C’est qu’en effet un corps, aussi rigide en apparence qu’un bloc d’acier, représente simplement un état d’équilibre entre son énergie intérieure et les énergies extérieures, chaleur, pression, etc., qui l’entourent. La matière cède à l’influence de ces dernières comme un fil élastique obéit aux tractions exercées sur lui, mais reprend sa forme dès que la traction a cessé, si elle n’a pas été trop considérable.

La mobilité des éléments de la matière est quelquefois un de ses caractères les plus faciles à constater, puisqu’il suffit d’approcher la main du réservoir d’un thermomètre pour voir la colonne liquide se déplacer aussitôt. Ses molécules se sont écartées sous l’influence d’une légère chaleur. Quand nous approchons la main d’un bloc de métal, les mouvements de ses éléments se modifient également, mais d’une façon si faible pour nos sens qu’ils ne les perçoivent pas, et c’est pourquoi la matière nous apparaît alors comme très peu mobile.

La croyance générale à la stabilité de la matière est confirmée d’ailleurs par l’observation, puisque, pour faire subir à un corps des modifications considérables, comme de le fondre ou de le réduire en vapeur, il faut des moyens très puissants.
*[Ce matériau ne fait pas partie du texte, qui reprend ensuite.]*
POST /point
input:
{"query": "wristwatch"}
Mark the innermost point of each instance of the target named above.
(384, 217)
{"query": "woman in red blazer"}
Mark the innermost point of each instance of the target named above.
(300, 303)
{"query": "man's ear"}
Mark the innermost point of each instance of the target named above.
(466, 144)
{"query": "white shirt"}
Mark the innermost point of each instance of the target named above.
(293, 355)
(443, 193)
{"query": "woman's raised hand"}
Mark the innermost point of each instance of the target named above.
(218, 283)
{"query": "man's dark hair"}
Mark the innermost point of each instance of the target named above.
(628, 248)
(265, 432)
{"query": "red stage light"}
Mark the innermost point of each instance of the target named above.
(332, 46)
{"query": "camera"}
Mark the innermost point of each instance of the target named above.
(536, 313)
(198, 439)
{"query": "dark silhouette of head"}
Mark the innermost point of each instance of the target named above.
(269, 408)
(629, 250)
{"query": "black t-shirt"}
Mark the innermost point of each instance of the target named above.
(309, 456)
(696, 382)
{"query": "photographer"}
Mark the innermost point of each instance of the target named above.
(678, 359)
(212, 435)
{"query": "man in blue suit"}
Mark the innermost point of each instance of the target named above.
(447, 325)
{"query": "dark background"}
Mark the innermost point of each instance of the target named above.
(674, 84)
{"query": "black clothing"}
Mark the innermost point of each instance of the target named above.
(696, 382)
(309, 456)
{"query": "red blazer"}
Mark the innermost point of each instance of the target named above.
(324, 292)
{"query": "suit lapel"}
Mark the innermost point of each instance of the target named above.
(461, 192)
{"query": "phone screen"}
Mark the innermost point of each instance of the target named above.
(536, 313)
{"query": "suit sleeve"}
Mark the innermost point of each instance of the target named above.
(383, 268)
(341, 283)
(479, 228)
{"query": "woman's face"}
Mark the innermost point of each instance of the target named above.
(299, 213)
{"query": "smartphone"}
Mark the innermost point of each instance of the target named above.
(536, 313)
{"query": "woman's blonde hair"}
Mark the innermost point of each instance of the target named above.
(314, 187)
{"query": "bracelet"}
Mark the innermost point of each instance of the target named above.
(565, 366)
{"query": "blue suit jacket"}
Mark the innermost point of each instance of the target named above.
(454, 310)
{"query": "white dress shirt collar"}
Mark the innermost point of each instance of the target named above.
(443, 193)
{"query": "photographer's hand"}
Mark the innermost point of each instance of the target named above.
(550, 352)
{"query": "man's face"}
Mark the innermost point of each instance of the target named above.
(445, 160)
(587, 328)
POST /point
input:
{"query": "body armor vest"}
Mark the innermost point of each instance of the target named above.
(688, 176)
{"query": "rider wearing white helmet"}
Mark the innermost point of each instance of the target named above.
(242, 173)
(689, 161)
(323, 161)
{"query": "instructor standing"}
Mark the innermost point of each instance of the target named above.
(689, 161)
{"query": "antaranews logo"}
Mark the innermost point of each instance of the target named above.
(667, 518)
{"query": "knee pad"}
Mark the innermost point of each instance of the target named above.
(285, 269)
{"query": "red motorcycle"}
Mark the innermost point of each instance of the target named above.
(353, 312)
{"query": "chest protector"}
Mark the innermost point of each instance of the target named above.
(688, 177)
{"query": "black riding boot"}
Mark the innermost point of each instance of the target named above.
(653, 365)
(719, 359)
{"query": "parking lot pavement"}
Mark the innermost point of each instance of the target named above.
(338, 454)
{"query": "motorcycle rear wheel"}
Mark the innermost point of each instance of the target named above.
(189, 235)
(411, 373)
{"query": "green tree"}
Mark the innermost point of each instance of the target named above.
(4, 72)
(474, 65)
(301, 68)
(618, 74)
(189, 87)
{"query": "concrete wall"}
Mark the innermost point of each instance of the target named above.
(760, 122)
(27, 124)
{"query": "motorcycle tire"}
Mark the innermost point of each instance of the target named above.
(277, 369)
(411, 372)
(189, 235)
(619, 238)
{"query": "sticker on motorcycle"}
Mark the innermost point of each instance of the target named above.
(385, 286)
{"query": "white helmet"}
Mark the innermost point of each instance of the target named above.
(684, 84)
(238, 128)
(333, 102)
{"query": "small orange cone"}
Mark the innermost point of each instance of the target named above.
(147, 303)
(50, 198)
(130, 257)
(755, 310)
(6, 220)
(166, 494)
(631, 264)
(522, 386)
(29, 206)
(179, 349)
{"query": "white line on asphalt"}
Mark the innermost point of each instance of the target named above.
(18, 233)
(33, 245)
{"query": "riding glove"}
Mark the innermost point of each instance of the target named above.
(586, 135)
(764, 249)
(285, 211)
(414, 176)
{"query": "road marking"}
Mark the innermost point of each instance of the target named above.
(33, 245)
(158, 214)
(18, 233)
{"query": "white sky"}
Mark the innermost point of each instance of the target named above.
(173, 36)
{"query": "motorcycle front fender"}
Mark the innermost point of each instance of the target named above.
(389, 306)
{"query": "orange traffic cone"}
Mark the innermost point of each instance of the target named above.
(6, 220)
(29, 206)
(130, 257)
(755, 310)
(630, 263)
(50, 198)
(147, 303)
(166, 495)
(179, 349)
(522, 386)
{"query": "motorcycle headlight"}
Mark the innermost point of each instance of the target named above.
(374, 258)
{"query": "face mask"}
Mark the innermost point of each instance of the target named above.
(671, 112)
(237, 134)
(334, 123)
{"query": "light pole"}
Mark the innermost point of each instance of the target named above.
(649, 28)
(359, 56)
Des méthodes d’investigation suffisamment précises montrent, au contraire, que non seulement la matière est d’une mobilité extrême, mais encore possède une sensibilité inconsciente dont la sensibilité consciente d’aucun être vivant ne saurait approcher.

Les physiologistes mesurent la sensibilité d’un être par le degré d’excitation nécessaire pour obtenir de lui une réaction. On le considère comme fort sensible lorsqu’il réagit sous des excitants très faibles. En appliquant à la matière brute un procédé d’investigation analogue, on constate que la substance la plus rigide et la moins sensible en apparence est au contraire d’une sensibilité invraisemblable. La matière du bolomètre, constitué en dernière analyse par un mince fil de platine, est tellement sensible qu’elle réagit sous l’influence d’un rayon de lumière d’une intensité assez faible pour ne produire qu’une élévation de température de un cent millionième de degré. Un bloc d’acier est, en réalité, infiniment plus sensible que l’être vivant le plus sensible.

Cette sensibilité de la matière, si contraire à ce que l’observation vulgaire semblait indiquer, devient de plus en plus familière aux physiciens et c’est pourquoi une expression comme celle-ci : « la vie de la matière », dénuée de sens il y a seulement vingt-cinq ans, est devenue d’un usage courant. L’étude de la matière brute révèle de plus en plus, chez elle, en effet, des propriétés semblant jadis l’apanage exclusif des êtres vivants. En se basant sur ce fait que « le signe le plus général et le plus délicat de la vie est la réponse électrique », M. Böse a montré que cette réponse électrique « considérée généralement comme l’effet d’une force vitale inconnue », existe dans la matière. Et il montre par des expériences ingénieuses « la fatigue » des métaux et sa disparition après le repos, l’action des excitants, des déprimants et des poisons sur ces mêmes métaux.

La matière, telle que nous la connaissons, ne représente, je le répète, qu’un état d’équilibre, une relation entre les forces intérieures qu’elle recèle et les forces externes pouvant agir sur elles. Les secondes ne sont pas modifiables sans que les premières changent également, de même qu’on ne peut toucher à l’un des plateaux d’une balance équilibrée sans faire osciller l’autre.

Ainsi donc les éléments de la matière sont en mouvement incessant : un bloc de plomb, un rocher, une chaîne de montagnes n’ont qu’une immobilité apparente. Ils subissent toutes les variations du milieu et modifient constamment leurs équilibres pour s’y adapter. La nature ne connaît pas le repos. S’il se trouve quelque part, ce n’est ni dans le monde que nous habitons, ni dans les êtres vivant à sa surface. Il n’est pas davantage dans la mort, qui ne fait que substituer à certains équilibres momentanés d’atomes d’autres équilibres dont la durée sera aussi éphémère.

Malgré l’extrême mobilité de la matière, le monde paraît cependant très stable. Il l’est, en effet, mais simplement parce que, dans sa phase actuelle d’évolution, le milieu qui l’enveloppe varie dans des limites assez restreintes. La constance apparente des propriétés de la matière résulte uniquement de la constance actuelle du milieu où elle est plongée.